FAA Confirms Capability Is the Key for Repair Stations

AINmxReports » September 4, 2013
September 4, 2013, 11:54 AM

Part-specific training is not required for work performed under a repair station certificate, the FAA confirmed in response to an Aeronautical Repair Station Association (Arsa) request for clarification.

According to Sarah MacLeod, Arsa’s executive director, an Arsa member contacted the organization after receiving a Letter of Investigation from the FAA stating that his Part 145 repair station was required to use manufacturer part-specific training. “We requested clarification from the FAA and they told us there is no requirement for manufacturer training or even specific part number/dash number instruction,” MacLeod told AIN.

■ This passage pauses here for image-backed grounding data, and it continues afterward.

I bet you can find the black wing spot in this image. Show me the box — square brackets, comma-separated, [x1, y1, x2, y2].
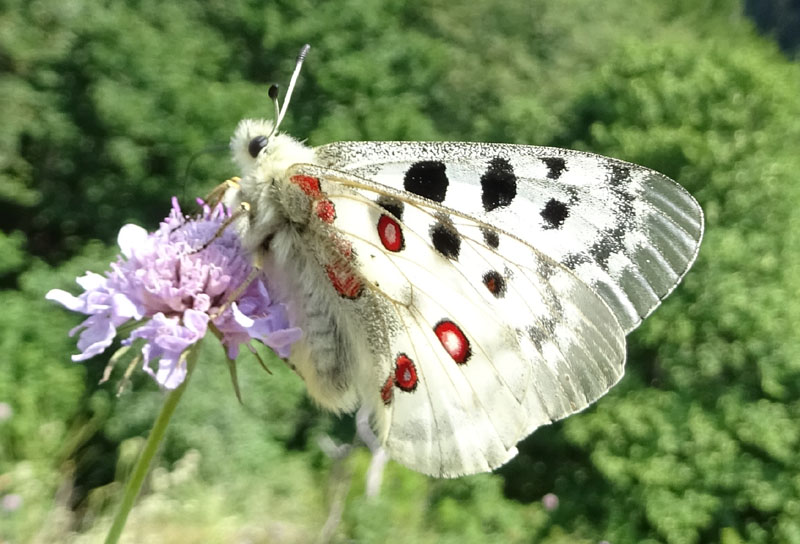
[377, 196, 404, 220]
[482, 270, 507, 298]
[608, 164, 631, 186]
[541, 157, 567, 179]
[480, 157, 517, 212]
[430, 219, 461, 260]
[482, 228, 500, 249]
[404, 161, 449, 203]
[541, 198, 569, 229]
[589, 238, 617, 268]
[562, 252, 592, 270]
[526, 319, 557, 352]
[590, 226, 626, 268]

“The FAA concurred by saying, ‘[I]f a person understands the current instructions of the manufacturer, and the maintenance manuals, that person is not required to have specific part number/dash number articles.” Going one step further, the FAA Aircraft Maintenance Division reiterated its determination in a Memorandum.

Arsa has long maintained that Part 145 focuses on the knowledge and ability to perform tasks associated with the maintenance, preventive maintenance or alteration activity. Experience or training on similar methods, techniques and practices, tools, equipment, materials, systems, maintenance requirements and tasks are all relevant. The regulations do not demand the “whens and wheres” of the skills needed to perform specific tasks appropriately; they demand capability.

Misperception of § 145.157(a) led to the mistaken conclusion that the general privileges and limitations of § 65.81(a) applied to an individual authorized by a repair station to approve work for return to service. It was falsely reasoned that part-specific training was required based on the limitation of a certified mechanic. That individual “may not supervise the [work on], or approve and return to service, any aircraft or appliance, or part thereof, for which he is rated unless he has satisfactorily performed the work concerned at an earlier date….”

Arsa pointed out that the Part 65 certification requirement in § 145.157(a) is only a pre-requisite for granting authorization to approve work on articles for return to service. The Part 65 certificate is not issuing the approval for return to service; that certification is made under the repair station certificate.